【week2】901. Online Stock Span 解题报告

901. Online Stock Span

题目

Write a class StockSpanner which collects daily price quotes for some stock, and returns the span of that stock’s price for the current day.

The span of the stock’s price today is defined as the maximum number of consecutive days (starting from today and going backwards) for which the price of the stock was less than or equal to today’s price.

For example, if the price of a stock over the next 7 days were [100, 80, 60, 70, 60, 75, 85], then the stock spans would be [1, 1, 1, 2, 1, 4, 6].

Example 1:

Input: ["StockSpanner","next","next","next","next","next","next","next"], [[],[100],[80],[60],[70],[60],[75],[85]]
Output: [null,1,1,1,2,1,4,6]
Explanation: 
First, S = StockSpanner() is initialized.  Then:
S.next(100) is called and returns 1,
S.next(80) is called and returns 1,
S.next(60) is called and returns 1,
S.next(70) is called and returns 2,
S.next(60) is called and returns 1,
S.next(75) is called and returns 4,
S.next(85) is called and returns 6.

Note that (for example) S.next(75) returned 4, because the last 4 prices
(including today's price of 75) were less than or equal to today's price.

Note:

1. Calls to StockSpanner.next(int price) will have 1 <= price <= 10^5.
2. There will be at most 10000 calls to StockSpanner.next per test case.
3. There will be at most 150000 calls to StockSpanner.next across all test cases.
4. The total time limit for this problem has been reduced by 75% for C++, and 50% for all other languages.

解题报告

题意很简单，有一个序列，每次往里面插入 price 时都要往前看有多少个不大于它的数（包括本身），称为 span。

最简单是维护一个 vector，每次查询都往前搜索，本来也想这么做的，但是看评论说有 $O(1)$ 的方法，惊为天人，于是苦思冥想。

这道题明显是需要某种数据结构来配合，再看每次查询的操作，与栈有异曲同工之妙，如果用栈的话，那每次查询必然是将不大于 price 的元素弹出，这样就必须保存状态，则容易想到可以用 pair<int, int> 保存每个 price 的 span，这样如果当前 price 大于等于栈顶的 price ，那也必然大于等于栈顶 price 的 span 包含的 price （可能讲的不太好）。

换个说法，相当于将所有 price 分成一段一段，每一段的最大值留在栈中并记录该段的 price 数目，每次插入时相当于把小段合并成大段再压入栈中。

然而刚开始想到时并不觉得是 $O(1)$ ，实在想不到更好的办法，a了之后再去看那个评论发现和我做法一样。
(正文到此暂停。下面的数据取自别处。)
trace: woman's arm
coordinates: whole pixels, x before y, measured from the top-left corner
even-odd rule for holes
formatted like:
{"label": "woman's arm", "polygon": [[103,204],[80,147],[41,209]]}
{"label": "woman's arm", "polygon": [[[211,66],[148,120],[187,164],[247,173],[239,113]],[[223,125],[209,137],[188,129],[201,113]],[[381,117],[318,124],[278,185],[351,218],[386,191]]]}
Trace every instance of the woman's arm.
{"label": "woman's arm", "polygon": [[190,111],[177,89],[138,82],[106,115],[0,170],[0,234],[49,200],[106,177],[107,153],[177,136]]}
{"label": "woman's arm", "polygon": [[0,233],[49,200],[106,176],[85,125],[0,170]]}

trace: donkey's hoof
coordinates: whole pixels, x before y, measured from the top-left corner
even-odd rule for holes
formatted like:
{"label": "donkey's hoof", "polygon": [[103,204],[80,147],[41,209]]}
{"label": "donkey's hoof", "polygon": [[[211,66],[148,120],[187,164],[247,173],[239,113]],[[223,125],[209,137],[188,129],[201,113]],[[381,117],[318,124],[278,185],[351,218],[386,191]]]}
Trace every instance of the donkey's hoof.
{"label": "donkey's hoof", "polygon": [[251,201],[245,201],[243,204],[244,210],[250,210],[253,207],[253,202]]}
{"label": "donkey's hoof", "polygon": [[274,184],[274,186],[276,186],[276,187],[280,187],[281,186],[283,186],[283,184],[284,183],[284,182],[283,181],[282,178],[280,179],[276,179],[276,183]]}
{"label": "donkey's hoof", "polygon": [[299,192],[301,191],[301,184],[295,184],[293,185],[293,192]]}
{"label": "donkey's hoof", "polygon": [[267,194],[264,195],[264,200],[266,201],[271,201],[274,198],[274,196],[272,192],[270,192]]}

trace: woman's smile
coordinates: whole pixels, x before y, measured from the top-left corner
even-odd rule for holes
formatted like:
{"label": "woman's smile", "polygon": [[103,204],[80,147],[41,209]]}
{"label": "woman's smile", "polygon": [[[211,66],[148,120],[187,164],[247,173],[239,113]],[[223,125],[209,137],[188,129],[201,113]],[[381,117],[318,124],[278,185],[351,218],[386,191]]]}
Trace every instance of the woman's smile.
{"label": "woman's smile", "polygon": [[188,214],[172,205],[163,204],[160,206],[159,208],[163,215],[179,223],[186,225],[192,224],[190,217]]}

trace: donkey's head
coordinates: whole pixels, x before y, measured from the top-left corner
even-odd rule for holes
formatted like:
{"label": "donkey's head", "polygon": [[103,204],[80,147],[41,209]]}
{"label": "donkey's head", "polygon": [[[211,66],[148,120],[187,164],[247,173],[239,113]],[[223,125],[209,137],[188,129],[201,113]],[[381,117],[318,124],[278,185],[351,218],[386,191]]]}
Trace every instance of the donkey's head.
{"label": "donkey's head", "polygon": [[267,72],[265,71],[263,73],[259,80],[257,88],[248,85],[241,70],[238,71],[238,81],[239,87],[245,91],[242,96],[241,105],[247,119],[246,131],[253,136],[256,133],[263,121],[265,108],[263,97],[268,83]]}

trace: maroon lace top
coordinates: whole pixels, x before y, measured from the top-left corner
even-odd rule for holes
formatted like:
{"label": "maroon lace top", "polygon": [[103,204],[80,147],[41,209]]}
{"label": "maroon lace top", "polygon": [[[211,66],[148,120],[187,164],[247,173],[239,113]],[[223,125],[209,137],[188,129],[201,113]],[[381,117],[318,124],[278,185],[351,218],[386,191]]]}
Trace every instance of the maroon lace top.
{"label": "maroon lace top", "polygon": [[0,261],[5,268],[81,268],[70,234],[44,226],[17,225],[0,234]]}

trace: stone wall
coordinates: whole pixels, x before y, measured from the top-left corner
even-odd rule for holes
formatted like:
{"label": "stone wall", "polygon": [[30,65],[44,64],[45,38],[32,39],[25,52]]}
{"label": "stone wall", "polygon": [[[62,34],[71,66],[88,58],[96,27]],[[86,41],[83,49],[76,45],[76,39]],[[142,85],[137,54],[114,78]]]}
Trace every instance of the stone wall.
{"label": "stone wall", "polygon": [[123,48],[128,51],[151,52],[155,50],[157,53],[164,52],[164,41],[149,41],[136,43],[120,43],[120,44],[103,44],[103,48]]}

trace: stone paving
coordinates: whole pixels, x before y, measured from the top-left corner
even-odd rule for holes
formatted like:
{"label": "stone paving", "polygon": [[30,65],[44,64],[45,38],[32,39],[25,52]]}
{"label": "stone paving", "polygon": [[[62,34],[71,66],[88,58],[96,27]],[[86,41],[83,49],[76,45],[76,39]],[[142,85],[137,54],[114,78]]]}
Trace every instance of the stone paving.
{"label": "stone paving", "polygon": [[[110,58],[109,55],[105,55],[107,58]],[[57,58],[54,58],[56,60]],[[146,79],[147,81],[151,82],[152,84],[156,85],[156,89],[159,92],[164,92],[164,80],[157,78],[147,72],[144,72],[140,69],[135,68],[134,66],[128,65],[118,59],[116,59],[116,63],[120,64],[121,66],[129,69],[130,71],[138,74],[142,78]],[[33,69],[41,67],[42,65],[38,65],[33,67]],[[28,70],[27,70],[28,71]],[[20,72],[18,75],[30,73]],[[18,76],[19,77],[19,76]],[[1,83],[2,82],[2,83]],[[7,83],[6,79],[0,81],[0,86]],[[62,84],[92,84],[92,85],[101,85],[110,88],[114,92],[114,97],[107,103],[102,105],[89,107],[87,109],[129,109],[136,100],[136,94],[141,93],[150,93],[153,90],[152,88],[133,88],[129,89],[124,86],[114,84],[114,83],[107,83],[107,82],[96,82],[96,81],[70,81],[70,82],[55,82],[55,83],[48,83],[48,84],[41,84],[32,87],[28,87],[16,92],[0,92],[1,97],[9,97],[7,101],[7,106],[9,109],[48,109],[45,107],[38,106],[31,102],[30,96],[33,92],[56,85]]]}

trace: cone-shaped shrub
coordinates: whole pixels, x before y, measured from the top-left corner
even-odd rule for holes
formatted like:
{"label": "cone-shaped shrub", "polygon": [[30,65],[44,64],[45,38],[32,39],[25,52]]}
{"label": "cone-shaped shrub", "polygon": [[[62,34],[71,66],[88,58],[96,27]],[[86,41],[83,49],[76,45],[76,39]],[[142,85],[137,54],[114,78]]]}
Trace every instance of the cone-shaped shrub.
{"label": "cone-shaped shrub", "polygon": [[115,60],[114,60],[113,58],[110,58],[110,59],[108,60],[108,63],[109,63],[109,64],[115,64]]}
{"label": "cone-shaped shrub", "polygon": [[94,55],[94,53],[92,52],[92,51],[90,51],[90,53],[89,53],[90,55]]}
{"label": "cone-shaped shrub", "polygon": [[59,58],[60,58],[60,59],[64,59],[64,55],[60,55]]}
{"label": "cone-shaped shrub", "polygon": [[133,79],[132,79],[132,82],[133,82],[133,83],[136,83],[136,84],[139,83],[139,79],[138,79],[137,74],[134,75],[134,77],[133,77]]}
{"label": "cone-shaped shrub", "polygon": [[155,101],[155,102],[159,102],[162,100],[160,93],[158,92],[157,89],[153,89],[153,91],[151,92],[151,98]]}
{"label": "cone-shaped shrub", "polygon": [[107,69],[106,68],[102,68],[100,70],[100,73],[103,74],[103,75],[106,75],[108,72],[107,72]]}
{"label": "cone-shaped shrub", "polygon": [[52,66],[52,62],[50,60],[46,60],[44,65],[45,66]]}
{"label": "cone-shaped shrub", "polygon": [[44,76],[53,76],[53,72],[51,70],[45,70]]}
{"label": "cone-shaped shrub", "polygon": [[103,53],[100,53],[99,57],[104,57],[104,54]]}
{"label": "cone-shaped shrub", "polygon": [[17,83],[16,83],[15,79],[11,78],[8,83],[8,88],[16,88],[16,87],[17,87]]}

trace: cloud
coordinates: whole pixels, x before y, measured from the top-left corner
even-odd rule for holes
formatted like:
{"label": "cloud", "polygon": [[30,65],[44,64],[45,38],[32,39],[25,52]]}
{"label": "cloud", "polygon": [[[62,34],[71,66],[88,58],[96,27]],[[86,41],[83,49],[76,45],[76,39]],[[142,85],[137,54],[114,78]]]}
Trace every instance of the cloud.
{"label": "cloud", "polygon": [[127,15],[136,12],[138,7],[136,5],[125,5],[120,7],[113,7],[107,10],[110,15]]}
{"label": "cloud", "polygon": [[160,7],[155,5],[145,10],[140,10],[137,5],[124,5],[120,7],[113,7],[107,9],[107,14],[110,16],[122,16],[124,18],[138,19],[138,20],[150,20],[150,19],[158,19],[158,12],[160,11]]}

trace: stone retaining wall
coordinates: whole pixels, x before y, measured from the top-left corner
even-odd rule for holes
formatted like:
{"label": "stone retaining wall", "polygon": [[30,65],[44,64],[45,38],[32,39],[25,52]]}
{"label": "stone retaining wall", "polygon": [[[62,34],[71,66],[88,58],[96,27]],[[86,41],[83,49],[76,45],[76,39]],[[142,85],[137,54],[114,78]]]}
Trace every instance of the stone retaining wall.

。

Solution

class StockSpanner {
public:
    StockSpanner() {
        
    }
    
    int next(int price) {
        int ans = 1;
        while (!stock.empty() && stock.top().first <= price) {
          auto top = stock.top();
          ans += top.second;
          stock.pop();
        }
        stock.push(make_pair(price, ans));
        return ans;
    }
  private:
    stack<pair<int, int>> stock;
};

/**
 * Your StockSpanner object will be instantiated and called as such:
 * StockSpanner obj = new StockSpanner();
 * int param_1 = obj.next(price);
 */